Kini, dengan rantai membelenggu tubuhnya, ia berdiri di jendela penjara, ketika ia melihat salah seorang temannya sedang melintas.
Prajurit itu mengetuk kaca jendela, dan ketika temannya mendekat, ia berkata, “Tolong ambilkan bungkusan kecilku yang kutinggalkan di penginapan. Aku akan memberimu satu keping emas sebagai imbalannya.”
Temannya segera pergi dan membawakannya barang yang dimaksud.
Begitu ia sendirian lagi, ia menyalakan pipanya dan memanggil si kurcaci hitam.
“Jangan takut,” kata si kurcaci kepada tuannya. “Ke mana pun mereka membawamu, dan apa pun yang hendak mereka lakukan, biarkan saja.

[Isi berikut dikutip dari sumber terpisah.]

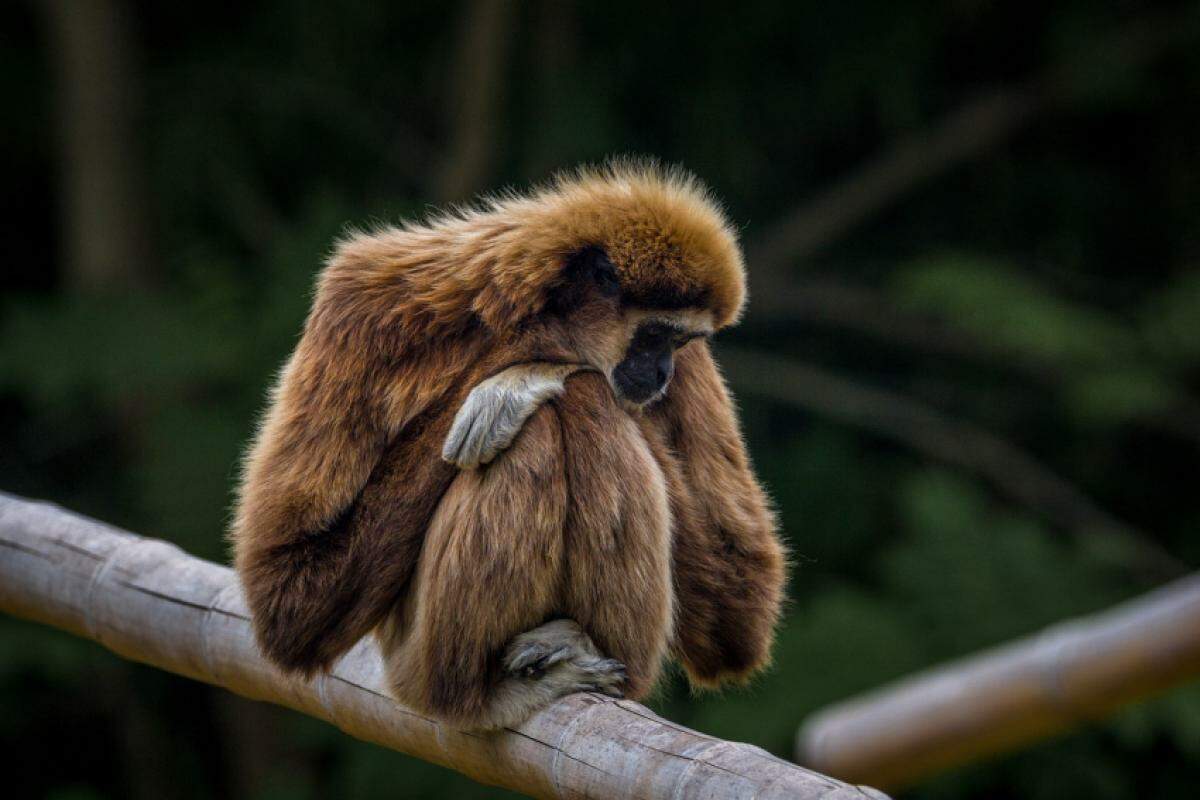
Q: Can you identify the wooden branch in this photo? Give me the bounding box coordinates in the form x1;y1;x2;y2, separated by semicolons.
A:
748;278;1200;448
748;87;1041;278
746;277;1007;356
716;345;1184;579
433;0;517;202
0;493;886;800
746;8;1200;277
38;0;154;291
796;574;1200;790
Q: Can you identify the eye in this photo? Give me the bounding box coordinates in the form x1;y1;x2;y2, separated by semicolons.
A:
551;246;619;313
591;254;619;296
573;246;618;297
673;332;703;349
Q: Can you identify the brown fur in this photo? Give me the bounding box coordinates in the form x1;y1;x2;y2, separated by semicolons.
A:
231;161;783;728
641;343;785;687
379;373;673;726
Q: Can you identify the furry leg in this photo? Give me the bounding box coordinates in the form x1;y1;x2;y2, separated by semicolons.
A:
383;405;578;729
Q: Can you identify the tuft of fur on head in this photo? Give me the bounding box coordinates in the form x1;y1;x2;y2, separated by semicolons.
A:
321;159;747;343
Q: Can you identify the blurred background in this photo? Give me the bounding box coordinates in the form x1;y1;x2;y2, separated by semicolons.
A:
3;1;1199;798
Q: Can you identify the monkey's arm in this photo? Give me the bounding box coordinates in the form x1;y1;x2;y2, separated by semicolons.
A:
232;298;460;675
442;362;586;469
645;341;786;688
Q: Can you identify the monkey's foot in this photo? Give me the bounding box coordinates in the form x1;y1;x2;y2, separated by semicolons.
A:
503;619;627;698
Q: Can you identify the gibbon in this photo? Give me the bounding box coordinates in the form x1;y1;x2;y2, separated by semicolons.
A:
231;162;786;729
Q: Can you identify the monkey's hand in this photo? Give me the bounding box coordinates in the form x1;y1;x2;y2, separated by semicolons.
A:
442;362;587;469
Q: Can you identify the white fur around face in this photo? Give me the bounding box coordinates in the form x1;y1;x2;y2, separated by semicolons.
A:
441;362;588;469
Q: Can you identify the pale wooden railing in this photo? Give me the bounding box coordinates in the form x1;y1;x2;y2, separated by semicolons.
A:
0;492;886;800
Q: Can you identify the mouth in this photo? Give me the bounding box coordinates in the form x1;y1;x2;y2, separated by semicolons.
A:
611;380;668;410
611;359;672;406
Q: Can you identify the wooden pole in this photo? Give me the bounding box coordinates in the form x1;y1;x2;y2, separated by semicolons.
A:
0;493;886;800
797;575;1200;789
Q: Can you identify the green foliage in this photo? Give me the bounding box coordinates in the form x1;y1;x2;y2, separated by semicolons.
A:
1142;269;1200;364
892;253;1196;426
1112;682;1200;758
893;254;1135;364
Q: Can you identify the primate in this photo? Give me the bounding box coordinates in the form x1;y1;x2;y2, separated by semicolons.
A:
232;162;786;729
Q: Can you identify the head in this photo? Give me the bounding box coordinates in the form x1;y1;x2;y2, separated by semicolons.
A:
348;160;746;409
538;245;712;407
522;164;745;409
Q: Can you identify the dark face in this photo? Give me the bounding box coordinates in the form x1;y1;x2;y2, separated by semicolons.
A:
612;320;702;405
548;245;713;407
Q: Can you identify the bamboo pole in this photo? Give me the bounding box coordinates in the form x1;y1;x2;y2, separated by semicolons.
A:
0;493;885;800
797;575;1200;789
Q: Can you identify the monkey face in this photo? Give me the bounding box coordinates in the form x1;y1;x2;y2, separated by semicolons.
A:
549;245;715;407
591;307;713;410
611;319;707;406
547;246;716;409
612;322;676;404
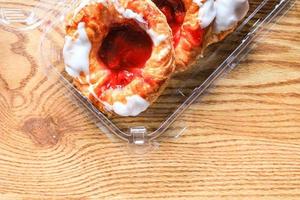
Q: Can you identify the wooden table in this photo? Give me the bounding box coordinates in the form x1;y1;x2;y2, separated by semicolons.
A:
0;1;299;199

Asalkan kau membawa cahaya biru itu bersamamu.”
Keesokan harinya, sang prajurit diadili, dan meskipun ia tidak melakukan kejahatan apa pun, hakim tetap menjatuhkan hukuman mati kepadanya.
Ketika ia digiring menuju tempat eksekusi, ia memohon satu permintaan terakhir kepada Raja.
“Apa itu?” tanya sang Raja.
“Biarkan aku mengisap pipa untuk terakhir kalinya dalam perjalananku.”
“Boleh saja, bahkan tiga pipa sekalipun,” jawab sang Raja, “tapi jangan mengira bahwa aku akan mengampunimu.”
Maka prajurit itu mengeluarkan pipanya dan menyalakannya dengan cahaya biru, dan begitu asap mengepulkan beberapa lingkaran ke udara, si kurcaci kecil telah muncul, membawa pentungan kecil di tangannya, dan berkata, “Apa perintah Tuan?”
“Hantam jatuh ke tanah hakim palsu itu, dan algojonya, dan jangan beri ampun kepada sang Raja yang telah memperlakukanku sekejam ini.”
Maka si kurcaci pun menerjang mereka laksana kilat, menyambar ke sana kemari, dan siapa pun yang tersentuh oleh pentungannya jatuh ke tanah, dan tak seorang pun berani bergerak lagi.
Sang Raja gemetar ketakutan; ia menjatuhkan dirinya dan bersujud di hadapan sang prajurit, memohon belas kasihannya, dan demi nyawanya sendiri, ia menyerahkan seluruh kerajaannya kepada sang prajurit, serta mempersembahkan putrinya untuk menjadi istri sang prajurit.